Among the benefits of this approach is that the software can guess what a hand is doing even if it can’t see some of the fingers.
A tablet for depth photography
Simultaneously, Intel’s mobile unit was trying to develop a tablet capable of taking photos with an extra dimension. The result is Intel’s RealSense snapshot technology.
The motivation was straightforward: “We just wanted to help people take a better picture,” said Peter Winer, the Intel executive who oversaw the effort.
A 3D camera would allow people to take a photo, then change the color of some parts of an image, measure the distance between two objects in it, and change a picture’s focal point, even after it was taken.

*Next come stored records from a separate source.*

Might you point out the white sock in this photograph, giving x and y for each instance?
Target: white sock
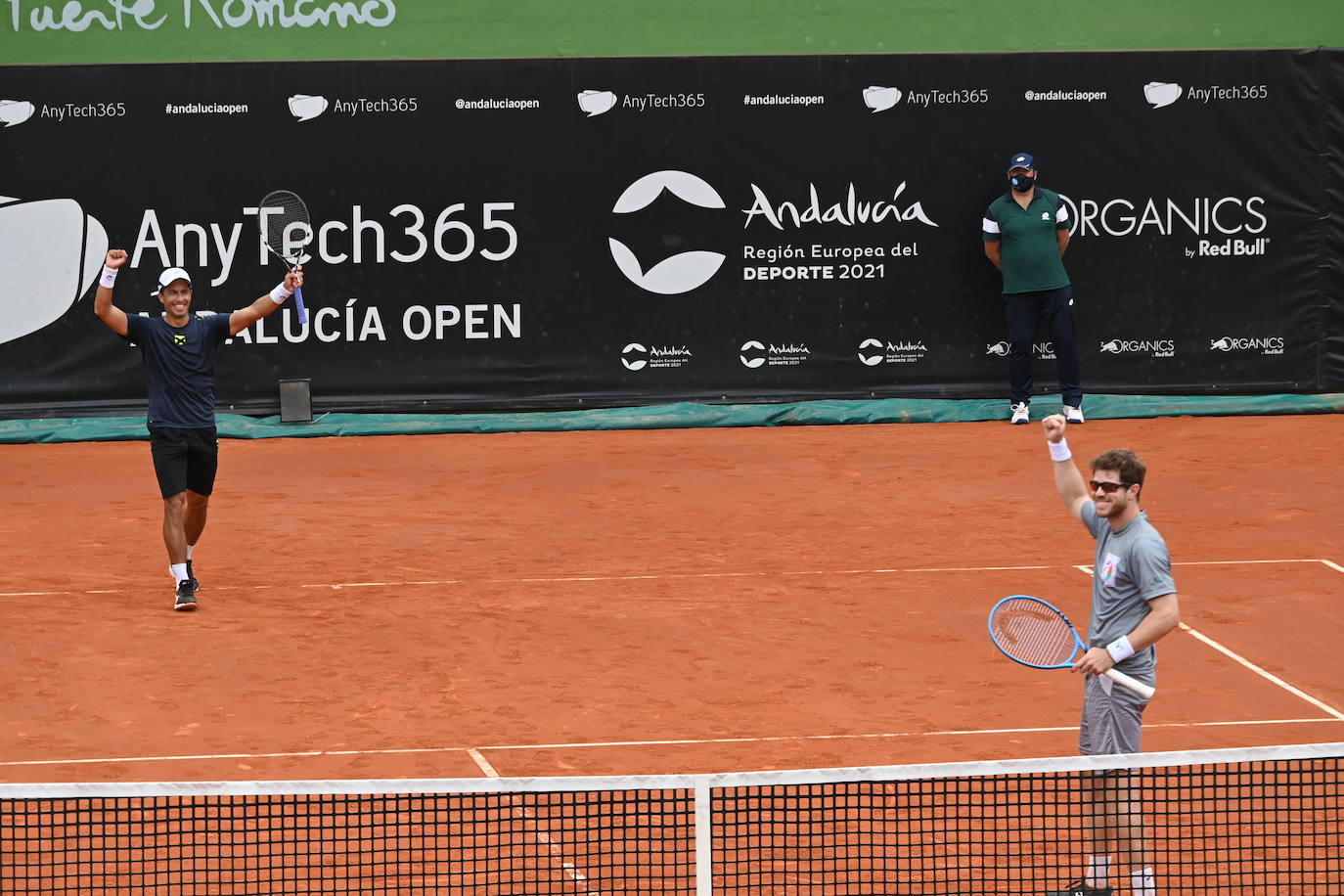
(1098, 871)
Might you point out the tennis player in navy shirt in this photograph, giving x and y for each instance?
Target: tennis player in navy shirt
(179, 353)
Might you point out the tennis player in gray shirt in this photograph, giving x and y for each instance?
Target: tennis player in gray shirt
(1133, 606)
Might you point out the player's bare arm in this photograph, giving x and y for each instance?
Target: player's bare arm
(245, 317)
(103, 306)
(1164, 615)
(1069, 481)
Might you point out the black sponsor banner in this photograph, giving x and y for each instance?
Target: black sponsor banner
(568, 233)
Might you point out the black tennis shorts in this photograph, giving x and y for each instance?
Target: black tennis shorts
(184, 460)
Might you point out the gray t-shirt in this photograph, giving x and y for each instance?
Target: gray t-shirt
(1132, 567)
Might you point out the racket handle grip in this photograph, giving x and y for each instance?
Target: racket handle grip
(1133, 684)
(298, 304)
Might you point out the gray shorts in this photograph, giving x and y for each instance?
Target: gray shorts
(1113, 716)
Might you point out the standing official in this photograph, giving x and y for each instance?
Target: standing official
(1026, 233)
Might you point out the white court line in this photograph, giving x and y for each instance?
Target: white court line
(476, 755)
(482, 762)
(1265, 675)
(337, 586)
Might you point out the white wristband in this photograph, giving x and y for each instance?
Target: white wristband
(1120, 649)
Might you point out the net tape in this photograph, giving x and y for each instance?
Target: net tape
(1246, 821)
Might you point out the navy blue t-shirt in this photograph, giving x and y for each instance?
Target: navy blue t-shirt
(179, 367)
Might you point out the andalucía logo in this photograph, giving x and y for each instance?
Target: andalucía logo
(636, 356)
(679, 273)
(755, 353)
(875, 351)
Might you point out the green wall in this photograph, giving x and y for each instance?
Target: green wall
(507, 28)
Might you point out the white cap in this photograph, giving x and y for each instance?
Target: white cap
(169, 276)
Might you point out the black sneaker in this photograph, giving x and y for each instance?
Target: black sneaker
(186, 597)
(1081, 888)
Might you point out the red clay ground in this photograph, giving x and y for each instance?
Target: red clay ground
(765, 597)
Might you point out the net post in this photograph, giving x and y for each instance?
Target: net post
(703, 842)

Winer and his team believed these features would work well on social media, among other uses.
The first prototype required nine cameras and components, which cost around $50. That’s expensive, and it used too much processing power to be practical, so Winer and his team figured out how to simplify the design and bring down the cost.
That led them to the current three-camera model, which uses off-the-shelf components and can be manufactured inexpensively enough to not have a big impact on the overall cost of the tablets that use it.
By August 2013, the team was at work on the industrial design. Because the device didn’t yet exist, Winer and team rigged up a piece of plexiglass with attached GoPro cameras in order to write the software that combined images from the different cameras.
That rig had six GoPro cameras with a variety of layouts and distance between them. This allowed Winer and team to test how accurately different three-camera configurations captured depth, which helped them determine the final layout.
The finish line
Now that RealSense-equipped devices are about to hit shelves, there’s a widespread sense of accomplishment within Intel.
“We’ve taken something from science fiction and removed the fiction,” said Eden.
Back in the lab, Bhowmik gets reflective.
“We are at the beginning of a journey that will have a profound effect on how we use computing devices and how they enhance our daily lives,” he said.